White water kayaks are different from normal or sea kayaks as they are specialized to deal with moving water. Whitewater kayaks are rotomoulded from tough and high impact plastic usually polyethylene. They are carefully constructed to ensure that the boat remains structurally sound when subjected to fast-moving water. The plastic hull allows these kayaks to bounce off rocks without leaking, although they scratch and eventually wear through with enough use. Whitewater kayaks range from four to ten feet (1.2 to 3.0 m) long.
A whitewater kayak generally includes equipment like, paddles, twist or feather and shaft.
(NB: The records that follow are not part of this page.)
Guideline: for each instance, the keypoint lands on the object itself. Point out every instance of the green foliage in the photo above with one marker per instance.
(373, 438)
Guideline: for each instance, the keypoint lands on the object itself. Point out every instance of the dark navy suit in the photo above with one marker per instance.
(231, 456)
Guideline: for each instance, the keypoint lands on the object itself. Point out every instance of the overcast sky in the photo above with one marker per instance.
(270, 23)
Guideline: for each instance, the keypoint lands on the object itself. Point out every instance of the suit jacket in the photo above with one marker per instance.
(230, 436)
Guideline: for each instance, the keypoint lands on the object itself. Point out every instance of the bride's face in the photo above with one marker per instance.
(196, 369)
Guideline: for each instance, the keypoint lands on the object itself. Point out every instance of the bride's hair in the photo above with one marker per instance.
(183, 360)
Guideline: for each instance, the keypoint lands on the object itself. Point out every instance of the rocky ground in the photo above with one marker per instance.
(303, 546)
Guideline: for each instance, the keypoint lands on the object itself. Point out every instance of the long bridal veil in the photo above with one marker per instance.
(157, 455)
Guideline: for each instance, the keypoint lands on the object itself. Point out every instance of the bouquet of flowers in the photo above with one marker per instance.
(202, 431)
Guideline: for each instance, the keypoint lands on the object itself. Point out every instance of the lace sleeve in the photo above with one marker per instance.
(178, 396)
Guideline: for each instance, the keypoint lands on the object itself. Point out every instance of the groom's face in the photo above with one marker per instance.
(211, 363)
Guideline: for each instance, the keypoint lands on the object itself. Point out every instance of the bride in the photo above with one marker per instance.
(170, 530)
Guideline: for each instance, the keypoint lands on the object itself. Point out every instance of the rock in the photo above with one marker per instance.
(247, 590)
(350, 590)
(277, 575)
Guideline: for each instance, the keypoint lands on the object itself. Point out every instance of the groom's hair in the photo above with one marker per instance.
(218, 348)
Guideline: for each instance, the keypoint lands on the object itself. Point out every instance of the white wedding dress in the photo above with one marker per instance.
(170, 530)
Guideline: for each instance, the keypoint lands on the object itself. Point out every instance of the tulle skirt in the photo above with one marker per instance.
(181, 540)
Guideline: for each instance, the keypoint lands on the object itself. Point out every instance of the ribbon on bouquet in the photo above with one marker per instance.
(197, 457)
Along with that, there are gears like a buoyancy aid, personal floatation device, helmet, spray deck, etc. Apart from that, there exist the safety-gears including a rope throw bag, a knife, a safety whistle and nose clips, which are very much necessary for the safety of the boater. The boater is generally dressed in a wetsuit or in a dry suit, according to water temperature.
Generally there are two types of whitewater kayak: play boat and creek boat, but most experienced paddlers own creek boat, which is used for running narrow, low-volume waterways. They are longer and have far more volume than play boats, which makes them more stable, faster and higher-floating for hardcore paddlers. Many paddlers use creek boats in 'short boat' downriver races, and they are often seen on large rivers where their extra stability and speed is necessary to get through rapids.